It would be inaccurate to call retail payments on India’s paramount United Payments Interface (UPI) rail a full-fledged duopoly, but Google Pay and Walmart-backed PhonePe do dominate this market with a combined 86% market share. PhonePe currently has a 48.3% share of UPI retail payments, while Google Pay has 37.6%. Paytm has a share of about 9%. No other company even has a full 1% share of the UPI market.
This market dynamic is not new. The digital payment ecosystems of Google Pay and PhonePe have long dominated UPI to varying degrees. The biggest difference several years ago was that their positions were reversed. It was Google that had the largest share, followed by PhonePe.
Paytm used to have a somewhat larger share of UPI payments, but has suffered since the Reserve Bank of India (RBI) effectively forced the shutdown of its payments bank for alleged compliance failures. In late 2023, before the crackdown, Paytm had a 13.1% share of the UPI market, so the regulatory penalty has arguably been the primary factor in reducing its market share by almost 31%.
In mid-April, several media outlets reported that NPCI executives plan to meet with representatives from CRED, Flipkart, FamPay and Amazon, among other players, to discuss how UPI transactions on their respective apps could be boosted. This development comes following the RBI expressing “displeasure” to the NPCI over Google Pay and Phone Pe’s hegemony in the market, according to TechCrunch.
There are a few key factors that could influence the outcome. First, Indian lawmakers in February urged the government to support “domestic” fintech firms rather than Big Tech. However, Google Pay and PhonePe are more like hybrids than foreign entities and are popular with Indian consumers. In fact, Google Pay launched in the subcontinent in September 2017 and has been a key player in its payments digitization evolution. For its part, PhonePe, though having the backing of Walmart, is an Indian company now registered in India following its corporate relocation from Singapore.

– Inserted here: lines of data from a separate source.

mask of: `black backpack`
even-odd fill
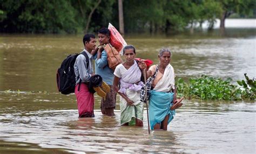
[[[89,66],[89,58],[84,51],[82,52],[81,54],[85,57],[87,68],[88,68]],[[76,53],[68,56],[62,62],[60,67],[58,68],[57,71],[57,86],[59,92],[61,92],[63,94],[68,95],[75,93],[76,74],[74,71],[74,64],[77,56],[79,54]],[[80,83],[81,79],[80,79],[78,91],[80,89]]]

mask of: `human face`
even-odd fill
[[[95,38],[91,38],[89,42],[85,41],[85,47],[88,51],[90,52],[95,49],[96,47],[96,39]]]
[[[124,55],[126,62],[132,62],[135,58],[135,53],[133,49],[128,48],[125,50]]]
[[[109,43],[109,36],[107,36],[105,34],[98,33],[98,38],[99,39],[99,43],[100,45],[107,44]]]
[[[160,60],[160,65],[163,65],[164,66],[167,66],[171,61],[171,54],[169,52],[164,52],[163,55],[160,57],[158,55]]]

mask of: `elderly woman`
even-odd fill
[[[142,70],[146,66],[134,60],[136,52],[132,45],[126,46],[123,55],[126,61],[117,66],[114,72],[114,89],[120,95],[121,125],[143,126],[143,103],[140,101]],[[120,82],[120,88],[118,85]]]
[[[182,106],[183,98],[176,100],[174,71],[169,64],[171,56],[170,49],[161,48],[158,54],[159,64],[152,66],[147,72],[147,77],[152,76],[157,72],[152,82],[149,98],[151,129],[167,130],[168,124],[175,115],[175,109]]]

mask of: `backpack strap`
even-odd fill
[[[88,57],[88,55],[87,55],[87,53],[84,51],[83,51],[80,54],[83,54],[85,57],[85,59],[86,59],[86,66],[87,68],[88,68],[88,67],[89,67],[89,57]],[[78,78],[79,78],[79,76],[78,76]],[[81,86],[81,82],[82,82],[82,80],[80,79],[80,81],[79,81],[79,85],[78,85],[78,90],[80,90],[80,86]]]
[[[87,53],[84,51],[81,53],[82,54],[84,55],[85,57],[85,59],[86,59],[86,66],[87,68],[88,68],[88,67],[89,67],[89,57],[88,57],[88,55],[87,55]]]

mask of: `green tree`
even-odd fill
[[[222,0],[220,1],[222,13],[220,19],[220,28],[221,31],[225,30],[225,20],[232,13],[238,13],[240,15],[252,13],[255,9],[254,0]]]
[[[1,22],[1,32],[68,33],[76,31],[75,10],[69,1],[2,1],[6,18]]]

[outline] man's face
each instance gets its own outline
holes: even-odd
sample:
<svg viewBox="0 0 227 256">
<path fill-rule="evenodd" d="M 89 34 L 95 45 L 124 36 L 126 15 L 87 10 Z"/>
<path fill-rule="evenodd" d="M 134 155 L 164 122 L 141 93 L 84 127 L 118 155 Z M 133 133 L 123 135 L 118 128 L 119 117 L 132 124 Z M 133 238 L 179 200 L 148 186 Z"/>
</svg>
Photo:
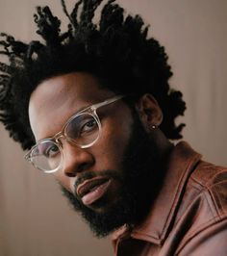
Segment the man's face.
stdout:
<svg viewBox="0 0 227 256">
<path fill-rule="evenodd" d="M 53 137 L 75 113 L 113 96 L 86 73 L 44 81 L 29 105 L 36 140 Z M 75 209 L 98 236 L 104 236 L 125 222 L 139 221 L 145 214 L 155 172 L 153 179 L 149 177 L 158 166 L 158 156 L 155 143 L 122 100 L 102 107 L 98 115 L 101 135 L 91 147 L 82 149 L 61 140 L 63 164 L 55 176 Z"/>
</svg>

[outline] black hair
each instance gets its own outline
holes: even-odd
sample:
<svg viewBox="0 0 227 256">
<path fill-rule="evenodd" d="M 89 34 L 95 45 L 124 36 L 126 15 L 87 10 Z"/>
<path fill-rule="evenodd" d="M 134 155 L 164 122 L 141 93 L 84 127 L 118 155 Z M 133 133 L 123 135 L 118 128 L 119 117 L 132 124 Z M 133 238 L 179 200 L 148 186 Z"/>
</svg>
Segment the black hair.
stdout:
<svg viewBox="0 0 227 256">
<path fill-rule="evenodd" d="M 172 76 L 164 48 L 148 38 L 148 26 L 139 15 L 124 15 L 124 10 L 109 0 L 101 10 L 99 22 L 93 23 L 95 11 L 103 0 L 79 0 L 68 13 L 66 32 L 49 7 L 38 7 L 34 15 L 37 33 L 42 40 L 25 43 L 1 33 L 0 120 L 10 136 L 29 149 L 35 139 L 29 116 L 29 98 L 36 87 L 55 75 L 85 71 L 100 80 L 103 87 L 138 98 L 151 93 L 164 113 L 161 129 L 169 139 L 180 139 L 185 124 L 175 124 L 186 104 L 182 93 L 169 88 Z"/>
</svg>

Second, even if Indian regulators wanted to make good on their proposed policy to restrict monthly UPI market share to 30%, they still have no smooth way to implement the policy. They cannot in good faith ask Google Pay and PhonePe to stop adding new users as it would be detrimental to the companies, Indian consumers and businesses and the broader fintech ecosystem.
To their credit, regulators seem cognizant of this. “The market forces have to play out such that this percentage is more evenly divided. We will not be interfering in the market process to ensure the 30% cap that in any case is an NPCI requirement,” RBI governor Rabi Shankar said at a February press conference.
A better idea would be to promote more market competition. The NPCI and RBI are reportedly mulling incentives to help fintechs grow their UPI market share. While that idea might be appropriate for startups, companies like Amazon and WhatsApp, which are struggling with UPI payments, are well capitalized and do not need special regulatory treatment.
It also is worth asking if UPI should dominate retail payments in India indefinitely. How about introducing greater competition when it comes to the rails? We don’t expect it to happen anytime soon, but it is still worth considering.